Localiza é um nome de alta qualidade e oferece hoje uma relação risco-retorno interessante, pois deverá se beneficiar de uma normalização gradual do mercado automotivo e de uma menor taxa de juros de longo prazo, auxiliando o processo de renovação da frota da Localiza com melhores condições de compra.

No curto prazo, antecipamos um resultado razoável para o 4º trimestre, refletindo sazonalidade mais favorável, demanda mais forte e tarifas resilientes, apesar da depreciação ainda elevada e menor margem em Seminovos.

Porém, à medida que a Localiza renova sua frota, acreditamos que há espaço para a depreciação diminuir (mesmo assumindo que ela não retorne aos níveis pré-pandemia), impulsionada pelos menores preços de compra de automóveis.

No geral, negociando a 15x P/E24 (vs. média histórica de 22x), vemos espaço para expansão múltipla, especialmente após o recente declínio (-13% no acumulado do ano).

Petrobrás (PETR4)

Apesar do recente fluxo de notícias negativas, mantemos nossa visão positiva sobre a Petrobras e esperamos que a empresa continue superando seus pares em 2024.

Nossa tese de investimento é baseada em quatro pilares principais, que acreditamos ainda estarem em vigor: (i) nossa convicção de que as estimativas de mercado para produção, preços do petróleo e investimentos são conservadoras, potencialmente desencadeando revisões positivas de lucros nos próximos trimestres; (ii) uma estratégia pragmática do acionista controlador, uma vez que a distribuição de dividendos poderia reforçar as receitas do governo; (iii) a ausência de grandes fusões e aquisições que possam prejudicar as distribuições de dinheiro; e (iv) mecanismos robustos de governança corporativa.

Continuamos confiantes em pagamentos robustos, pois um cenário de não distribuição de lucros resultaria em maior posição de caixa nos próximos anos (o que contradiz as premissas de pragmatismo do governo e processos graduais de fusões e aquisições). Com as ações sendo negociadas com um atraente rendimento de fluxo de caixa para os acionistas de 16% em 2024 (contra ~12% para pares globais), temos uma recomendação de COMPRA!

Cyrela (CYRE3)

A empresa apresentou consistentemente resultados operacionais sólidos durante 2023 (crescimento em lançamentos e vendas, margens resilientes, etc.), embora o cenário macroeconômico não tenha sido favorável para o segmento habitacional de médio/alto padrão (altas taxas de juros, acessibilidade mais fraca, etc. .).

A Cyrela apresenta forte impulso de lucros, enquanto a ação está sendo negociada com uma avaliação atraente (1,2x P/VP ou ~7x P/E 24E).

Além disso, com um cenário mais positivo pela frente (taxas Selic e juros de longo prazo podem cair em 2024), os bancos poderiam flexibilizar as condições das taxas hipotecárias para compradores de imóveis (melhoria na acessibilidade) e a Cyrela poderia se beneficiar tanto de um melhor impulso em suas operações + rentabilidade (maior velocidade de vendas, crescimento de lançamentos, etc.) enquanto a ação é direcionada para taxas de juros de longo prazo mais baixas (nome beta alto). Por isso, mantemos a Cyrela em nosso portfólio 10SIM.

Equatorial (EQTL3)

Apesar do bom desempenho em 2023, a Equatorial ainda oferece uma TIR real de 10,5%, um prêmio de 485 pontos base sobre os títulos do tesouro brasileiro de 10 anos (vs. prêmio de risco médio histórico de ações de 404 pontos base), um dos motivos pelos quais gostamos o nome.

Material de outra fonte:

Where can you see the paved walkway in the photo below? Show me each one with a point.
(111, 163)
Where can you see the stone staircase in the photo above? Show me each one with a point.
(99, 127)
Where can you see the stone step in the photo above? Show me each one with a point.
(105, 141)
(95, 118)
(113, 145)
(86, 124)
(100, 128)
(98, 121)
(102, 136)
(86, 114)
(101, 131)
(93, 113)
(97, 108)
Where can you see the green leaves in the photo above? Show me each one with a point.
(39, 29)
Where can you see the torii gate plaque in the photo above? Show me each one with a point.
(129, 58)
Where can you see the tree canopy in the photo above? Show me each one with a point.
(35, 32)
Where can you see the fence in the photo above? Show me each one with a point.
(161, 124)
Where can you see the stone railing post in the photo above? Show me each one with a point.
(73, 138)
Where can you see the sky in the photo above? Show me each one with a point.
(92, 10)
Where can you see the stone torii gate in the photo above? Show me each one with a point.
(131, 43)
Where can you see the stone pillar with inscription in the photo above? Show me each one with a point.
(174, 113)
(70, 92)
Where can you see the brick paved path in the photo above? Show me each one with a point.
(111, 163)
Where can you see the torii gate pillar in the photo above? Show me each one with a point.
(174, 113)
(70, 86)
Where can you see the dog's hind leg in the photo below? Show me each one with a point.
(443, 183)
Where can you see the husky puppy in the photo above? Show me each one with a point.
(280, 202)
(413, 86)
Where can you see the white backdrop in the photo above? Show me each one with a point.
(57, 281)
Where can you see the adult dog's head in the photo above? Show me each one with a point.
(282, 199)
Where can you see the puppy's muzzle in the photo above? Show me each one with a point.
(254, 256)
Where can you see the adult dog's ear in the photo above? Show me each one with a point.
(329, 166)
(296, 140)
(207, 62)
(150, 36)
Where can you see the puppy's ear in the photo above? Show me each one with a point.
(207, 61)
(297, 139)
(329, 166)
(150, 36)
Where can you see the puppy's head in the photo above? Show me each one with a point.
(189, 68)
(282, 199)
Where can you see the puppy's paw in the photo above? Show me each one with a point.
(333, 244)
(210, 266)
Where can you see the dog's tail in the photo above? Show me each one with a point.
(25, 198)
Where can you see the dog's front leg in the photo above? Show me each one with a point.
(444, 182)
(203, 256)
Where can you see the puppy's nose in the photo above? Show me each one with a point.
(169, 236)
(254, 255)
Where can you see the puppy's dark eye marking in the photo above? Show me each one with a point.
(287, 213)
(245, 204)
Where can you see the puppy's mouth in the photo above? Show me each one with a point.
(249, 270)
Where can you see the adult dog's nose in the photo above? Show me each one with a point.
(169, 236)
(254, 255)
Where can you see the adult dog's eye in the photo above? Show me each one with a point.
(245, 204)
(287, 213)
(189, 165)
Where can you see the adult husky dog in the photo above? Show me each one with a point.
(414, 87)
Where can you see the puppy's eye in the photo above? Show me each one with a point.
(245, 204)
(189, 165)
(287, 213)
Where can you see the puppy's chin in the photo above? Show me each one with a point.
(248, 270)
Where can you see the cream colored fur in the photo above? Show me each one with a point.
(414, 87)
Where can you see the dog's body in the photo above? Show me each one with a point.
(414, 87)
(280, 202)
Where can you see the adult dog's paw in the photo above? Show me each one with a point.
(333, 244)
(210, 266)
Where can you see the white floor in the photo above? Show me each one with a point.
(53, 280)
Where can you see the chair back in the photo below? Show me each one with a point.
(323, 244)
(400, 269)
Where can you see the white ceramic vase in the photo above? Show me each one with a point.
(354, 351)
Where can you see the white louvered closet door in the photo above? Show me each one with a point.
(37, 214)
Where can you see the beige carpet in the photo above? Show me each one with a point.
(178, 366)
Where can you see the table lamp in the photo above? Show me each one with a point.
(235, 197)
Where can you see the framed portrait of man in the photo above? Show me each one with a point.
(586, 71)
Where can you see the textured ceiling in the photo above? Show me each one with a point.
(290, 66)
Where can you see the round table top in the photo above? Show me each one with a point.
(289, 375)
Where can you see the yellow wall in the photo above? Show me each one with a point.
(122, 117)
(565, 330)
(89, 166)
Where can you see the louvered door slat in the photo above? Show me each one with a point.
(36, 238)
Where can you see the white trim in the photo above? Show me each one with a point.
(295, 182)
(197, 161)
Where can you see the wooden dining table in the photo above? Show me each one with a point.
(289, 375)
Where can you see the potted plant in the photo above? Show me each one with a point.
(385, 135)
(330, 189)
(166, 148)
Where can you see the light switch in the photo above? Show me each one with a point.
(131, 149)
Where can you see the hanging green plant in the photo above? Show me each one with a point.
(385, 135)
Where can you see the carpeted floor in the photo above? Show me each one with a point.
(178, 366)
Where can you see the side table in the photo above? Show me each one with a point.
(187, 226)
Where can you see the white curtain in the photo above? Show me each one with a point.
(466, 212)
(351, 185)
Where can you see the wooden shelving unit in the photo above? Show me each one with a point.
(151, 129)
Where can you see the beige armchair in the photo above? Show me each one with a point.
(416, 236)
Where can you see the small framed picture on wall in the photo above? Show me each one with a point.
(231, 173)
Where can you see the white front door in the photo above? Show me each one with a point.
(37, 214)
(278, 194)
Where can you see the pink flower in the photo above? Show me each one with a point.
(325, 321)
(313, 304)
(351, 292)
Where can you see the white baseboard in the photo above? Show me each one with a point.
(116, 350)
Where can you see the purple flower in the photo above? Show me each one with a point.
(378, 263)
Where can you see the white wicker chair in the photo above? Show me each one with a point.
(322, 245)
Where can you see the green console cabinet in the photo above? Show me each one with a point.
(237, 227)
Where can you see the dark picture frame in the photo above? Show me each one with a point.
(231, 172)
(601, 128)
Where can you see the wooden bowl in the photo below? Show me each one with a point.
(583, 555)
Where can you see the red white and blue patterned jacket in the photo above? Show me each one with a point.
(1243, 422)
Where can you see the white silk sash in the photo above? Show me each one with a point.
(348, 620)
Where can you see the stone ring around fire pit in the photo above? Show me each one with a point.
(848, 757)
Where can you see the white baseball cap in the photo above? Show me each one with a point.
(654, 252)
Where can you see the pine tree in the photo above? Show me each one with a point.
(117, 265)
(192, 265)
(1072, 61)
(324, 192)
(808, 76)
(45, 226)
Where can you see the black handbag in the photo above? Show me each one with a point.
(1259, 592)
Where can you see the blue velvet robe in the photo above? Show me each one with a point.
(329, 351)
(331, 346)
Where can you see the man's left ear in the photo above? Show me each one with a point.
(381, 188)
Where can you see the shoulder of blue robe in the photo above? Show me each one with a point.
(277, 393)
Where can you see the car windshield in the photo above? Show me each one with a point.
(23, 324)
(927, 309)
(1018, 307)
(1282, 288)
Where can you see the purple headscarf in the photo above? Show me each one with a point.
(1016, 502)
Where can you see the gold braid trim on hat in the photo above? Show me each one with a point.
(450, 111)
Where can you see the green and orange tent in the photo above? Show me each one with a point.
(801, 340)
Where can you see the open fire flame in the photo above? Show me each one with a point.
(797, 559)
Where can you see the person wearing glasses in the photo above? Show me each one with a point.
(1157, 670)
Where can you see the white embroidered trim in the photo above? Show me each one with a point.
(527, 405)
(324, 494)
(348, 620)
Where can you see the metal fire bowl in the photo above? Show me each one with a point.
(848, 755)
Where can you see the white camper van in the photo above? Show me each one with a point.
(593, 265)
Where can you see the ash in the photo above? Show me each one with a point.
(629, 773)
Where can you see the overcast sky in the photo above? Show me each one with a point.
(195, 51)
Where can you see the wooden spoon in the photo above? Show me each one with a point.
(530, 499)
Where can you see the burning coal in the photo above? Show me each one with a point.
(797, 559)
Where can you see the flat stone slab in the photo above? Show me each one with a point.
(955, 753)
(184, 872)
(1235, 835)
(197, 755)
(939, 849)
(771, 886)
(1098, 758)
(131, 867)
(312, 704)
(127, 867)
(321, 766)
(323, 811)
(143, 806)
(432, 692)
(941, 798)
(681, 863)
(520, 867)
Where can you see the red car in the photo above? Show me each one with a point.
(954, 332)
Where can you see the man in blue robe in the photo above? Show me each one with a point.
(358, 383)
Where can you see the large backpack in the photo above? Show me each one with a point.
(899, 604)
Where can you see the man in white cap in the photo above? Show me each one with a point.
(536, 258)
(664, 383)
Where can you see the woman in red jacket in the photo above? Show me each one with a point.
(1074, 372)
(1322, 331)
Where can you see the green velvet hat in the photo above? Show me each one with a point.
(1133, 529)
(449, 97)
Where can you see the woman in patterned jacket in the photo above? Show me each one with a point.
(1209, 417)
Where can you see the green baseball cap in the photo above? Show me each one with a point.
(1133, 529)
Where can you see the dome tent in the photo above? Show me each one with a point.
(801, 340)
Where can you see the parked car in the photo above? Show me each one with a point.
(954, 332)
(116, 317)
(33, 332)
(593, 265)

A empresa oferece um bom desempenho com boas oportunidades de crescimento pela frente, bem como diversificação, pois atua principalmente no setor de distribuição, mas também está presente nos segmentos de energias renováveis ​​e saneamento.

Além disso, esperamos resultados muito fortes para o 4º trimestre, uma vez que a empresa já publicou a sua previsão operacional do 4º trimestre com um crescimento anual de 9,5% nos volumes faturados devido ao clima quente, combinado com a melhoria nas perdas de energia.

Em relação ao processo de renovação das concessões de distribuição, o ruído político é crescente, mas vemos as chances do projeto de lei nº 4.831/23 como muito baixas e continuamos otimistas com uma renovação não onerosa. As distribuidoras têm poder de barganha e, se a proposta não fizer sentido, podem optar por não renovar, o que poderia causar perturbações significativas ao governo e ao sistema energético brasileiro.